Font size





The Gibraltar National Museum has a vibrant Natural History Department which is headed by Dr Stewart Finlayson. The main focus of the Natural History research being undertaken revolves around the reconstruction of the ancient habitats and climates of Gibraltar, using the fossils recovered from Gibraltar’s caves and comparing them with the same species living today. This research programme has developed the new discipline of 4D Ecology which uses quantitative data gathered in the field today to reconstruct past worlds. A subsidiary project, that supports this research programme, photographs these species and habitats, offering a visual perspective of these ancient worlds.

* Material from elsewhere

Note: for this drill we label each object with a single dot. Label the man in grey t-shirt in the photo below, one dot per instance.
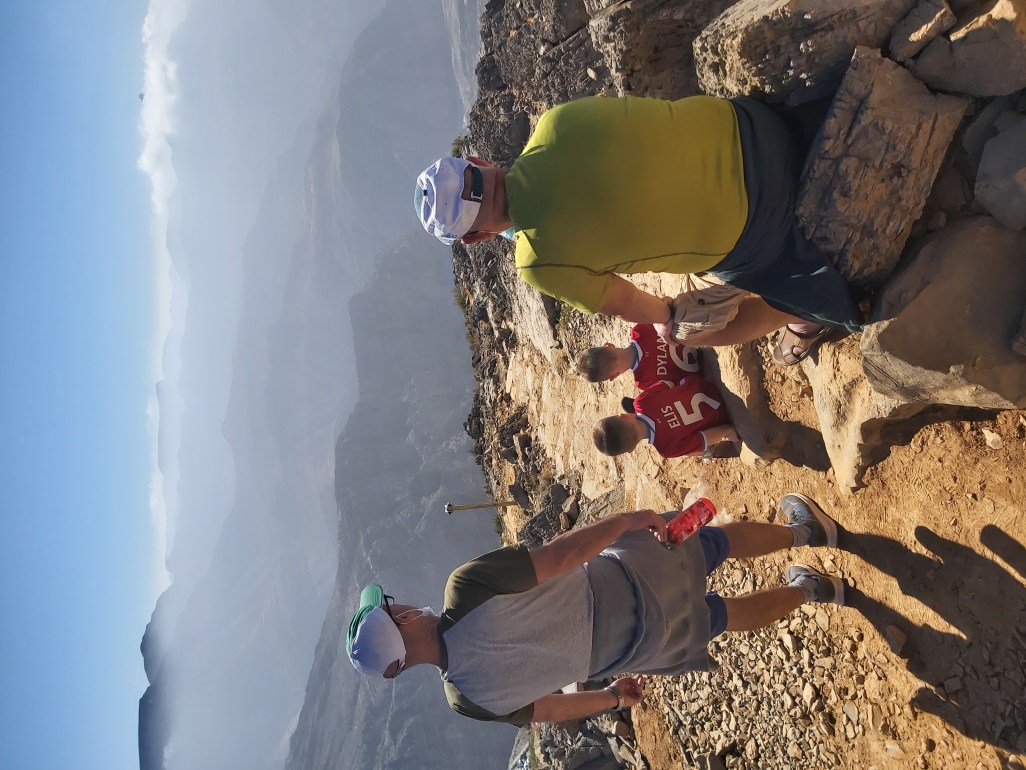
(519, 624)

A gallery of photographs taken by Finlayson Nature Photography accompanies this page. Finlayson Nature Photography is a non-profit group of wildlife photographers based in the Gibraltar National Museum. Their aim is to eventually photograph all living species and habitats which were once part of Gibraltar. Gibraltar’s rich wildlife has much to do with its varied landscapes, even today. The major feature now are its limestone cliffs and caves.


Part of the work of the Natural History Department involves the study of the animals that still live in these caves and cliffs, particularly its bats and birds. The Natural History Department has experts in these groups and is engaged in a detailed study of the different species and their ecology. Recent work includes the analysis of the DNA of some bat species in order to better understand their origins and possible movements across the Strait of Gibraltar.

A further line of research involves the study of rocky shore organisms, particularly the endangered Ribbed Mediterranean limpet (Patella ferruginea), work which is done in collaboration with the Field Ecology Research Group of the University of Gibraltar.